Govender’s study makes the identities of the South African expatriate teachers visible, exploring how their personal and professional lives shape their enactment of teacher leadership while simultaneously spotlighting the enablements and constraints within the GCC country schools in influencing the actualising of teacher leadership.
‘Some of my participants expressed that they miss home and their families, which was emotional for both the participants and myself. Hearing their narratives was life-changing. My research impacted me in such a way that I was motivated to begin a talk show on Facebook. The show makes school leadership and management relatable. It brings school leadership and management theories to the forefront of 21st century organisational practices and aims to share leadership and management experiences that help champion teaching and learning. Mr Tyran David, a fellow PhD student co-hosts the show with me,’ he added.
Govender believes that ‘his research will assist teachers intending to work in the GCC country schools to get a first-hand experience of what South African teachers are facing abroad. My study also reveals how the personal and professional identity of South African teachers make them assets in the GCC country schools. Other teachers may read this and mobilise their lived experiences in enhancing their teacher and teaching practices. South African teachers can apply their teacher agency and become influential social actors in their respective schools. This study should benefit other teachers by sowing the seeds that teacher agency is a core ingredient for the growth of teacher professional capital.’

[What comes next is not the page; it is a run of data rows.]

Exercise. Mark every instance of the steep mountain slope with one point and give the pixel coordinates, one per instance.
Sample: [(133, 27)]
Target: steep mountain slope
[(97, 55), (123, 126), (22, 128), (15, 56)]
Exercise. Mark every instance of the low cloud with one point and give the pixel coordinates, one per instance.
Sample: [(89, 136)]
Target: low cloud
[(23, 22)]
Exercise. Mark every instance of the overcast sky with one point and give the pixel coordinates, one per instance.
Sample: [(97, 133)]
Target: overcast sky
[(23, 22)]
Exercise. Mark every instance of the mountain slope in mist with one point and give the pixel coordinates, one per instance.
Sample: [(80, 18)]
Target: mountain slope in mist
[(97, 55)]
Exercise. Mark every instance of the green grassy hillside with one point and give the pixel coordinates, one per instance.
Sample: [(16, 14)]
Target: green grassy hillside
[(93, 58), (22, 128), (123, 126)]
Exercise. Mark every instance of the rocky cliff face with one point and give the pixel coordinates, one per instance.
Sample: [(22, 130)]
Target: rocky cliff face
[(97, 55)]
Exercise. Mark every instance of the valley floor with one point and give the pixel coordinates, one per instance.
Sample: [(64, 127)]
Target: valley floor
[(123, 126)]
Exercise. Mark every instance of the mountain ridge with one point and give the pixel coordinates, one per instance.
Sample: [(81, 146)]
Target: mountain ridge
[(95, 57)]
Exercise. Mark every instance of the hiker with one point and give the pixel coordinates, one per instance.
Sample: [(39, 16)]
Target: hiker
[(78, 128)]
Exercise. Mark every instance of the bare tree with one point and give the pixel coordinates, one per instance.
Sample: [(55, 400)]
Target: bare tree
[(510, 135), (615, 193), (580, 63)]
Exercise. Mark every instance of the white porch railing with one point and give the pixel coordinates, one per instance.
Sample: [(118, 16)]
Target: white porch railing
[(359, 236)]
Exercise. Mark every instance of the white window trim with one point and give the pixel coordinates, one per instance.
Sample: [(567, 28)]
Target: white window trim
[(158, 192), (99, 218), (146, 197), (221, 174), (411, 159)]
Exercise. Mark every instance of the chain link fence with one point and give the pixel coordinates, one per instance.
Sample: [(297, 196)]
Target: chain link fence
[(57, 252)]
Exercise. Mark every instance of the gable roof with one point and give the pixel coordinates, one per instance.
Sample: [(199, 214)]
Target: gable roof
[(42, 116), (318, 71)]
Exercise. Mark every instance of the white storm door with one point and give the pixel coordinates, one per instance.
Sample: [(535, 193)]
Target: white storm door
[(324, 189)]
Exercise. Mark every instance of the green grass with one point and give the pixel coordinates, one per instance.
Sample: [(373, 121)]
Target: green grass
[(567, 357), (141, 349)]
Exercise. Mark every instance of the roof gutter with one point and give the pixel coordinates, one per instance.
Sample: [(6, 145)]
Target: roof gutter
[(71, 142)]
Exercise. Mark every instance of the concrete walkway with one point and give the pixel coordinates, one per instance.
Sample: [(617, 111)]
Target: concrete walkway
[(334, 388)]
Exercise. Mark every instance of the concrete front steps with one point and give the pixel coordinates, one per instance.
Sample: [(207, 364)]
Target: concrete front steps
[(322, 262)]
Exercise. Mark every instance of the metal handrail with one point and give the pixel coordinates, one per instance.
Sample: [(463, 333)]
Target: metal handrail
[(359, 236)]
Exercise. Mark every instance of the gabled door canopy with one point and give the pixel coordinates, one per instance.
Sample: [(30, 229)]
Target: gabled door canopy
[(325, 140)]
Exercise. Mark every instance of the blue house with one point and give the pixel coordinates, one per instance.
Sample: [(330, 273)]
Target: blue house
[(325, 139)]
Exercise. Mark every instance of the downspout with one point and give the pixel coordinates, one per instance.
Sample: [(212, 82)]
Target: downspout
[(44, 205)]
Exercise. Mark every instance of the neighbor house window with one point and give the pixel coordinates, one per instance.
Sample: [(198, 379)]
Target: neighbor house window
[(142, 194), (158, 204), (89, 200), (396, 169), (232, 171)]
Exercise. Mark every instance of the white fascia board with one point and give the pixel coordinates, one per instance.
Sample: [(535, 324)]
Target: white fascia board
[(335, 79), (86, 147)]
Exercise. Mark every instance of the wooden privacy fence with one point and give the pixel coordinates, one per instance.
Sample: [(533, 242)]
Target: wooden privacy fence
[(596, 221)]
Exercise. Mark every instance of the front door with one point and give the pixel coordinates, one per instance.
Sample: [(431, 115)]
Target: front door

Govender is grateful for the support from his family, friends and supervisor Professor Inba Naicker who said, ‘Ashkelon was indeed a resilient student. Given that the entire supervision of his PhD project took place online, his commitment to time on task as well as being technologically savvy helped immensely in negotiating some of the obstacles of online supervision. He was never afraid to take risks and try out innovative research methods, analytical tools, and forms of presentation in a discipline known for its conventionality.’
Govender’s wife, Yashmika added, ‘His dedication, enthusiasm and insight during this journey has made him successful. He never wavered from being a husband and a father. He continues to amaze and inspire our sons, Ezra and Isaiah, and I.’
Govender intends to use his PhD as an avenue to do further research on South African teachers in the GCC country schools.